Mike addressed the other two sharply. ‘Get him inside.’
They disarmed him, grabbed him forcefully by the arms and dragged him across the narrow street, through the gate of a small front garden and into a house that had clearly been ransacked and looted by someone in the last few days. They dropped him unceremoniously into an armchair.
He could see nothing, it was so dark. He felt someone brush past his legs, and then a moment later a small lantern popped on - a handheld sodium arc strip light, that glowed a dim, pallid cyan. Mike was kneeling before him, his gun still held in one hand, not aimed at him, but not exactly put away either.
‘Andy,’ he said, ‘you ever seen that film with Keanu Reeves and Laurence Fishburne . . . The Matrix?’
Andy nodded silently.
‘You remember the blue pill?’
He nodded - the moment in the movie when one character, the one played by Keanu Reeves, was being asked to forget everything he knows and prepare himself for a new reality. The blue pill had been the visual metaphor.
‘Yeah, okay . . . the blue pill, so?’
‘Well, I guess this is going to be your blue pill moment.’
Jenny heard it distinctly; in the dark, somewhere downstairs in the hall, the unmistakable rasp of cloth against cloth, the faintest whiff of friction, someone or something moving.
She held her breath, and listened.
A moment later she heard another faint rasp, followed by the slightest creak of one of the parquet slats in the hallway.
She reached for the gun in her lap and aimed it down at the bottom of the stairs.
‘I can hear you,’ she said quietly, almost a whisper, yet sounding so loud in the absolute stillness of the night.
The creaking, the rasping, stopped instantly. Even more frightening for Jenny, it was confirmation that someone was down there, and not just a phantom of her imagination.
‘I-I’ve got a gun, and I’m aiming it right now,’ she whispered again.
That was met with silence, again.
Then she sensed something on the bottom step. ‘Stop!’ she hissed, ‘or I’ll shoot.’
‘Mrs Sutherland?’ a soft voice, a man’s voice.
Hearing her name emerging from the darkness like that rattled her.
‘Who’s that? Who are you?’
‘Who I am really doesn’t matter,’ the voice replied. ‘I’m here for a reason. I’m here because a hundred yards away are men who have come to kill your daughter.’
‘What?’ she gasped.
‘They’re coming for her, you know, we’ve only got a few seconds before they arrive.’
‘Who the fuck are you?’
‘Like I’ve said, who I am doesn’t matter. I have to get your daughter out of here before it’s too late.’
‘I think you suspect some of this already, Andy,’ said Mike. ‘The things that are going on in the world, hmm?’
Andy nodded. ‘My work, it’s based on my work.’

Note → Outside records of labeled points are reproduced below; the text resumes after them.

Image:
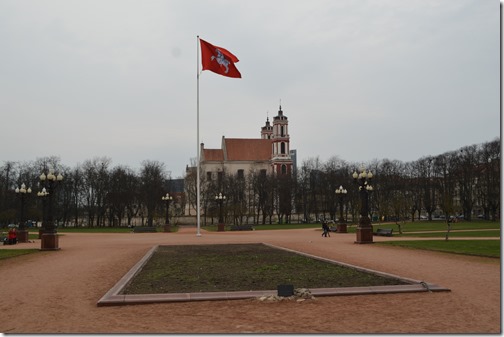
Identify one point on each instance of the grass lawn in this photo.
(241, 267)
(487, 248)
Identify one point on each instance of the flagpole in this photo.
(197, 141)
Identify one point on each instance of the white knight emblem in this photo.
(220, 59)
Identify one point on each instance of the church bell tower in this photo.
(281, 160)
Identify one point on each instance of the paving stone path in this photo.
(57, 291)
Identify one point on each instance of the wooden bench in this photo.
(242, 228)
(384, 232)
(144, 230)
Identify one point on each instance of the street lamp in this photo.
(220, 200)
(168, 198)
(22, 192)
(364, 228)
(341, 226)
(49, 236)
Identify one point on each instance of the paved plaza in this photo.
(57, 291)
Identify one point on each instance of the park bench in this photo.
(383, 232)
(242, 228)
(144, 230)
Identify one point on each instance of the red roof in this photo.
(213, 155)
(239, 149)
(248, 149)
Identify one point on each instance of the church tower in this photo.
(267, 130)
(281, 160)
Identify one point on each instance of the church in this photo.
(269, 154)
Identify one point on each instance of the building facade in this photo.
(270, 153)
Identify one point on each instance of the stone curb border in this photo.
(114, 296)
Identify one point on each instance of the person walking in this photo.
(325, 229)
(12, 236)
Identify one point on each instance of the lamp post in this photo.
(167, 198)
(49, 233)
(364, 228)
(220, 200)
(22, 192)
(341, 226)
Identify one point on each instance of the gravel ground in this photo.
(57, 291)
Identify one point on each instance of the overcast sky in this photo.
(359, 79)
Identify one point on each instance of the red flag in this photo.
(218, 60)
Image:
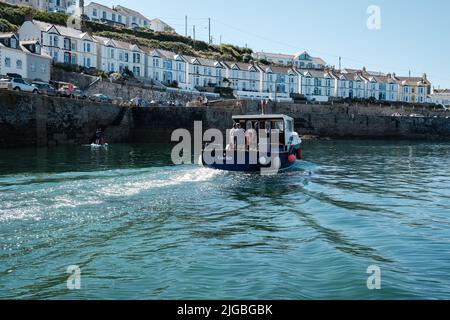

Mike smiled, ‘Yes, your report. And you must have been wondering who it was you handed it over to all those years ago. You were doing a lot of thinking in the back of that truck in Iraq, Andy, weren’t you?’
Andy stared at the gun, only a few inches away from him. Was he fast enough?
‘Well, you gave that report to the right sort of people. What did they tell you when you were first approached? That they were security experts working for several anonymous clients in the oil industry?’
Andy nodded, ‘Yes, pretty much those words.’
‘It never occurred to you that they might have been terrorists? Or middle-men for some rogue foreign power?’
‘I wouldn’t have handed it over if I did.’
Mike nodded. ‘No, I suspect you wouldn’t, despite the money. It was quite a lot, wasn’t it?’
Andy shrugged.
‘These people value their anonymity. That’s very important to them, particularly now that they’ve done this thing; brought the world to its knees. You know, millions will starve. There will be hundreds of small-scale wars in which many more will die. Old scores settled, old rivalries emerging, whilst the world deals with this temporary instability. Now is really not a good time for them to be publicly named. And here’s the problem they have,’ Mike said, ‘your daughter could do just that.’
Andy looked at Mike. ‘You’re with Them aren’t you?’
‘Come on Mrs Sutherland, put the gun down. We don’t have time for this.’